Journal of Nutritionで 2009 年と 2012 年に発表された研究など、砂糖摂取量と腹部脂肪の増加の間には関係があることが記載されています。

天然のフルーツジュースに含まれる天然の糖分も、適度に摂取する必要があります。これは、果物を食べるのをやめなければならないという意味ではなく、バランスの取れた食事をし、ジュースよりも果物を丸ごと食べることを優先し、濾したフルーツジュースを飲むことに注意する必要があるということです。

フルーツジュースを摂取する場合、天然で砂糖が添加されていない場合でも、摂取量よりも大量の果物(天然糖を含む)を使用する必要があるため、1回分あたりの砂糖の摂取量が大幅に増加することになります。果物を丸ごと食べるとしたら、コップ一杯のジュースを作ることになります。

さらに、果汁を濾す際に、果物の他の部分に含まれている繊維など、廃棄される重要な栄養素が失われます。したがって、ダイエット中にジュースを準備して摂取する方法を学びましょう。

一般的に炭水化物の消費を減らすことは、お腹の脂肪を減らすために重要です。しかし、過激である必要はありません。精製された炭水化物を未加工の炭水化物に置き換えることで、代謝の健康が改善され、腹部脂肪が減少することが研究によって示唆されています。

2010年にAmerican Journal of Clinical Nutritionに発表された「フラミンガム心臓研究」と呼ばれる非常に有名な研究では、全粒穀物を多く摂取する人は、精製穀物を好む人よりも腹部脂肪が過剰になる可能性が17%低いことが観察されました。 。

全粒穀物、豆類、野菜などの炭水化物を摂取し、精製されたものの摂取を減らすことは、健康にも腹部の脂肪の減少にも効果的です。

4. 食事からアルコールを排除する

アルコールは、特に過剰に摂取すると、お腹の脂肪が蓄積する原因になります。 2007年にEuropean Journal of Nutritionに発表された研究では、過度のアルコール摂取は体の中心部、つまり腹部の肥満を引き起こすリスクが高まることが示されました。

1 日あたりの摂取量を制限すると効果的です。 2003年にジャーナル・オブ・ニュートリション誌に発表された別の研究では、アルコールを毎日摂取するが、摂取量は少ない人は、アルコールを摂取する頻度は低いが、摂取量が多い人よりも腹部脂肪が少ないことが判明した。

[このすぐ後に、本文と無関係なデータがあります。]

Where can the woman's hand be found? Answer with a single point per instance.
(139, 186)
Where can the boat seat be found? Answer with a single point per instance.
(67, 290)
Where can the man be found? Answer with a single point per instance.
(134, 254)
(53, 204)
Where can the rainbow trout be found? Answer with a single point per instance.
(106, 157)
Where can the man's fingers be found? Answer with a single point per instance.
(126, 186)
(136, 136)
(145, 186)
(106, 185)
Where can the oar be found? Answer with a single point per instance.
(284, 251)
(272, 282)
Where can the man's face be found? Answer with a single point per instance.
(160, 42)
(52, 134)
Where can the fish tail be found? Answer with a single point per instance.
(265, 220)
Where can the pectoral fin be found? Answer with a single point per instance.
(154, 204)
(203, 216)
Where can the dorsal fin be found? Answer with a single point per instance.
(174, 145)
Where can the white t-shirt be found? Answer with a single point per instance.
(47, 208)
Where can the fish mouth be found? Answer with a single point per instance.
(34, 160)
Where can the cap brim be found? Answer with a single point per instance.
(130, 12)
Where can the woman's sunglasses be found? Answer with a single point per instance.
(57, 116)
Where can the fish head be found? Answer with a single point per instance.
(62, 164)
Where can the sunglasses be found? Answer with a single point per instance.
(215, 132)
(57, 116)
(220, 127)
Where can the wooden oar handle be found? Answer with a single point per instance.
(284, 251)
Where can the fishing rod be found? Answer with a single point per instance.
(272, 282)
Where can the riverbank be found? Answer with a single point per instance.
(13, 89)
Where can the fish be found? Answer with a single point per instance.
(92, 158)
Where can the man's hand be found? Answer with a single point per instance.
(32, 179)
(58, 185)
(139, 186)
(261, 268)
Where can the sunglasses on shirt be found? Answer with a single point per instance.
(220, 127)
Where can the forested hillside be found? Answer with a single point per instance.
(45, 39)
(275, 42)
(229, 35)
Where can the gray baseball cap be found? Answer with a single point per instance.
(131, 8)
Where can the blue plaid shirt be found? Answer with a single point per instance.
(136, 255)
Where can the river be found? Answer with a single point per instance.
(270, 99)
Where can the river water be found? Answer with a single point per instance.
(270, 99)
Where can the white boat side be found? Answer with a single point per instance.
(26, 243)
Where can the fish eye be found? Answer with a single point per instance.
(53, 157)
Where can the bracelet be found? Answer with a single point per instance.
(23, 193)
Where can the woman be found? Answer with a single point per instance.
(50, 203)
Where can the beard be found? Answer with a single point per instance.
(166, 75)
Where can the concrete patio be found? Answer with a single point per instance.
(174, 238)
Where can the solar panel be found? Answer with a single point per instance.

しかし、特にアルコールは老化を促進するため、アルコールの摂取量が減れば減るほど、フィットネスと健康には良くなります。

お腹の脂肪を取り除くためのその他のヒント

お腹の脂肪を減らすための食事の柱は理解できたので、次に役立つヒントをいくつか紹介します。

ストレスを管理する

信じられないかもしれませんが、ストレスによってお腹が大きくなることがあります。ストレスは、副腎がコルチゾール(ストレスホルモン)を生成する引き金となることがあります。

2004年にEndocrinology誌に、2009年にMolecular and Cellular Endocrinology誌に発表された研究では、高レベルのコルチゾールが食欲の増加につながり、腹部の脂肪貯蔵量の増加に寄与する可能性があることが示されています。

雑誌「 Obesity Research」に掲載された1994年の研究では、すでに腹囲が大きい女性はストレスに反応して他の人よりも多くのコルチゾールを生成する傾向があり、内臓脂肪のさらなる増加につながることが示されました。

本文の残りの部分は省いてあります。